This story originally appeared in High Country News and is part of the Climate Desk collaboration.
Every June, Serena Fitka goes home to her Yup’ik community of St. Mary’s, Alaska, near the confluence of the Yukon and Andreafsky rivers in the southwest part of the state. Usually, she helps her family fish for salmon and preserve it in the smokehouse for the leaner winter months. But this year, that didn’t happen: This year, there were no salmon to catch.
“I could feel the loss,” she said. “I didn’t know what to fill my days with, and I could sense it was like that for everyone along the Yukon River.”
There are five kinds of salmon in Alaska: Chinook, sockeye, chum, coho, and pink. Chum is the most harvested fish on the Yukon, but both chum and chinook are crucial to the lives and culture of the roughly 50 communities around Alaska who rely on the river and its tributaries for subsistence.
Around the state, chinook counts have been declining for a decade, but this year’s run is the lowest ever recorded. Chum counts took a nosedive in 2021, and this year’s count is the second-lowest on record; as a result, state and federal fishery managers have closed chum fishing on the Yukon. This will affect more than 2,500 households in the region that rely on chum to feed their families. “That annual harvest is gone,” said Holly Carroll, a Yukon River subsistence fishery manager for the U.S. Fish and Wildlife Service. Scientists haven’t figured out why chum and chinook runs have been so poor in parts of western Alaska, but many theorize that warming ocean conditions are impacting the salmon early on in their life cycles—and some local subsistence fishers believe that commercial fishing operations in other parts of the state could be contributing as well.

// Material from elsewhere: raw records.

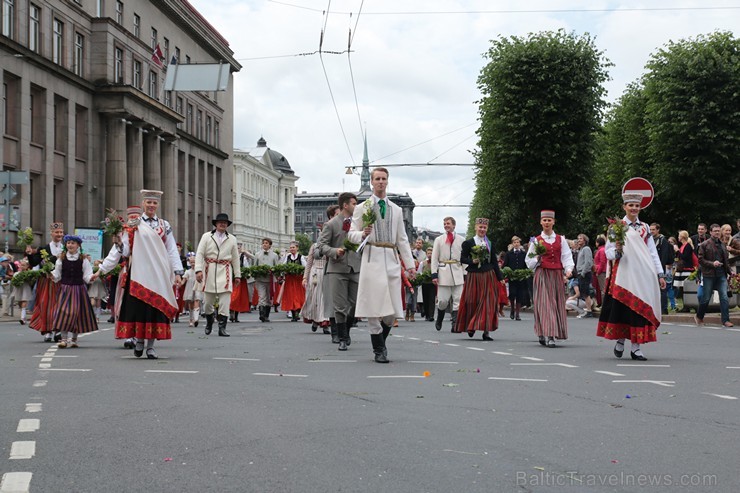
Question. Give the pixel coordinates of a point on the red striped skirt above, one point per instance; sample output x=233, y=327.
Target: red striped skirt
x=74, y=312
x=479, y=303
x=550, y=318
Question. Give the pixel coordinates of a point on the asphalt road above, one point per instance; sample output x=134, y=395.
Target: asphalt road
x=276, y=408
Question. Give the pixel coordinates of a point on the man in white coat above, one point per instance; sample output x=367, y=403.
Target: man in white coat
x=379, y=291
x=448, y=274
x=217, y=266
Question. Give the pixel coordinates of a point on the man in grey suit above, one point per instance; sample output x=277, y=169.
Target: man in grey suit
x=343, y=267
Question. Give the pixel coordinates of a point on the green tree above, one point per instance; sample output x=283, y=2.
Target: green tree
x=304, y=243
x=542, y=103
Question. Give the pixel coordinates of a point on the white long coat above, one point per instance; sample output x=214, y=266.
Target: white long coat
x=379, y=291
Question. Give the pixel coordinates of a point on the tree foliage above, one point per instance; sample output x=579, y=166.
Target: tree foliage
x=541, y=106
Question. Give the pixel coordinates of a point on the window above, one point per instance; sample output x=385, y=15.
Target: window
x=34, y=28
x=57, y=47
x=137, y=74
x=8, y=18
x=79, y=54
x=153, y=84
x=118, y=66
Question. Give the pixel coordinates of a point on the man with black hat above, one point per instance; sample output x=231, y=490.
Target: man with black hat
x=217, y=266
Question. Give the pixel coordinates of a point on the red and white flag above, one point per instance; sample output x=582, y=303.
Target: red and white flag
x=158, y=56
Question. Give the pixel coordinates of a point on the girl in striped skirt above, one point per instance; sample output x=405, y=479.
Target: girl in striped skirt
x=74, y=312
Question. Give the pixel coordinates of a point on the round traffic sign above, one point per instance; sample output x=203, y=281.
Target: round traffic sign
x=641, y=186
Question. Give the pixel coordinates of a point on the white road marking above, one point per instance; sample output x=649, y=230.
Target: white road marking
x=728, y=397
x=564, y=365
x=171, y=371
x=22, y=450
x=610, y=373
x=636, y=365
x=33, y=407
x=518, y=379
x=396, y=376
x=16, y=482
x=238, y=359
x=279, y=375
x=662, y=383
x=27, y=425
x=435, y=362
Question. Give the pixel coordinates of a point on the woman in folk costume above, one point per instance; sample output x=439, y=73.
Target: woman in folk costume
x=148, y=301
x=550, y=318
x=74, y=312
x=479, y=303
x=294, y=294
x=46, y=291
x=631, y=307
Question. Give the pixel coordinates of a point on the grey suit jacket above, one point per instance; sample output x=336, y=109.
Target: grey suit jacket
x=330, y=240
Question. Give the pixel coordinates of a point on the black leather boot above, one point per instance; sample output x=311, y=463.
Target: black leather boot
x=209, y=323
x=222, y=326
x=440, y=318
x=342, y=332
x=378, y=348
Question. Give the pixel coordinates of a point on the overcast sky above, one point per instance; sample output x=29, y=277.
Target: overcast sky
x=415, y=77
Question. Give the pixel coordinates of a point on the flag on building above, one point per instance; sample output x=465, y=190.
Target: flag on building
x=158, y=56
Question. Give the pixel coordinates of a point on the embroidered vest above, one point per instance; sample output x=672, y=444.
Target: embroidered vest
x=551, y=258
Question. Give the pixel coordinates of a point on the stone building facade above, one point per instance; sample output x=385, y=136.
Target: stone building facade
x=84, y=111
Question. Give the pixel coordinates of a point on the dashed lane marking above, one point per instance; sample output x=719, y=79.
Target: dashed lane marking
x=662, y=383
x=564, y=365
x=279, y=375
x=518, y=379
x=721, y=396
x=22, y=450
x=33, y=407
x=238, y=359
x=16, y=482
x=28, y=425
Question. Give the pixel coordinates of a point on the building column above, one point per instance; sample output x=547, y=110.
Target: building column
x=152, y=162
x=135, y=155
x=115, y=165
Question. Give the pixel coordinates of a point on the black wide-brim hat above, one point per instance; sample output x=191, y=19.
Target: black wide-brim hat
x=221, y=217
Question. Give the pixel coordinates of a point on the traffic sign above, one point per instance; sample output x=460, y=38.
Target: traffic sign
x=641, y=186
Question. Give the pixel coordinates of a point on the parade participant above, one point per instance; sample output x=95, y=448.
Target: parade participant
x=264, y=283
x=550, y=318
x=24, y=292
x=294, y=294
x=516, y=260
x=343, y=268
x=448, y=274
x=240, y=295
x=46, y=291
x=74, y=312
x=479, y=303
x=631, y=304
x=147, y=300
x=217, y=266
x=379, y=290
x=193, y=293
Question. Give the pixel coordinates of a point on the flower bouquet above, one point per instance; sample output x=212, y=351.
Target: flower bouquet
x=25, y=237
x=113, y=223
x=480, y=252
x=539, y=248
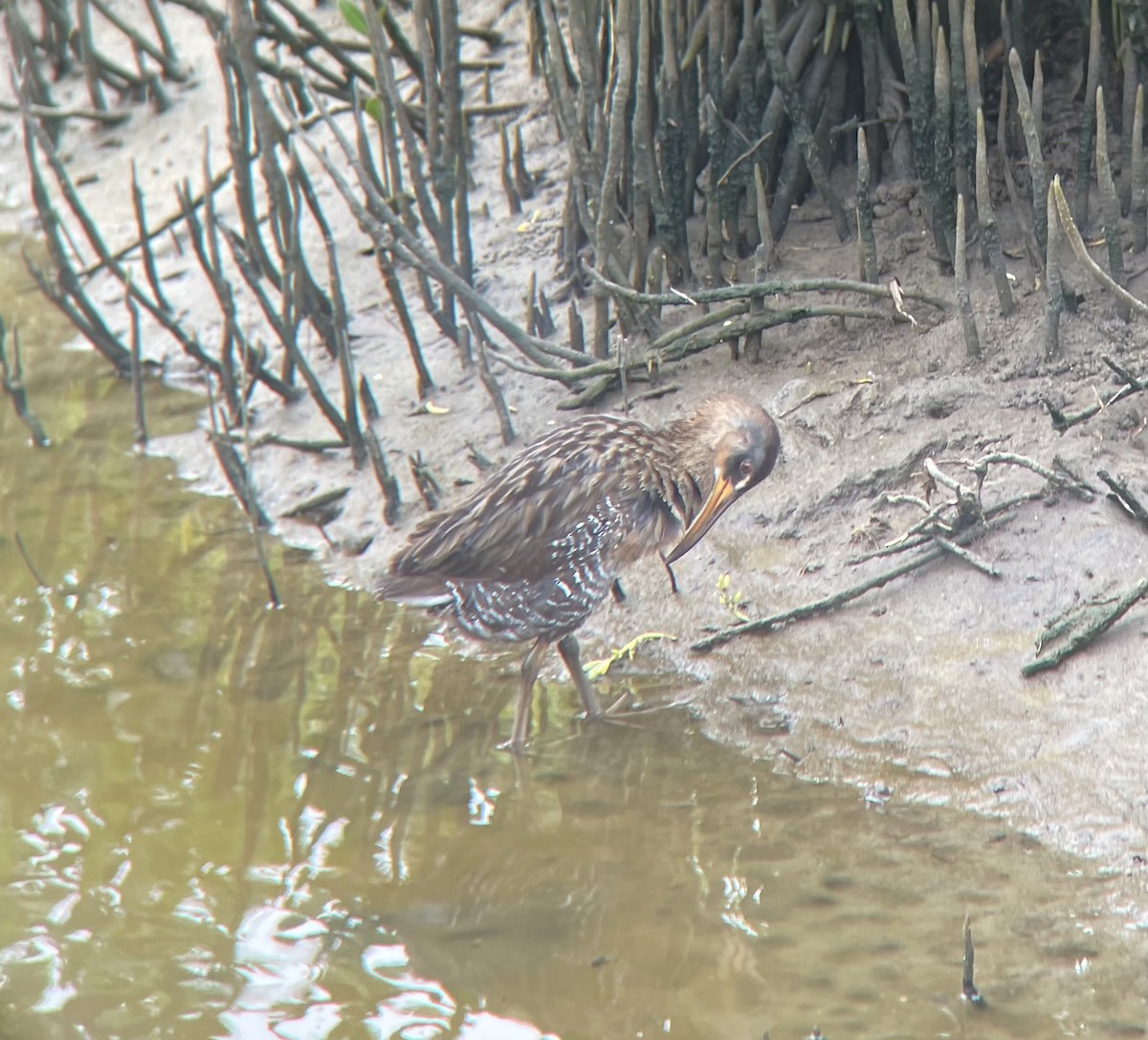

Warmer waters have caused a downturn in chinook and chum numbers across the Pacific, and those changes are hurting salmon in the Yukon as well. In one study of chum, researchers found that the fish were eating things outside their usual diet, like jellyfish, and, because of that, likely didn’t have enough energy stored in their bodies to survive the winter. “That’s associated with these marine heat waves that we’ve seen in the Bering Sea as well as the Gulf of Alaska,” said Katie Howard, a fisheries scientist with the Alaska Department of Fish and Game Salmon Ocean Ecology Program. During marine heat waves, chum eat prey that is easier to catch, but often less calorically dense. Drought in the spawning grounds of Interior Alaska and Canada could also contribute to lower numbers of chinook, since it leads to lower water levels and makes the water warmer.
Meanwhile, nearly 400 miles south in Bristol Bay, a warming climate might actually be helping salmon runs instead, said Jordan Head, a state biologist working in the region. Bristol Bay fishers have harvested over 57 million sockeye this year, breaking the all-time record of 44 million fish set in 1995. The region has seen over 74 million sockeye return so far this season, the largest number in the fishery’s history. With the warmer temperatures, the lakes are frozen for less time, and the juvenile sockeye may have been able to grow larger and be more competitive as they enter the ocean, thereby increasing their odds of survival. But as the Bering Sea continues to warm, it too could see the same salmon declines as the Yukon.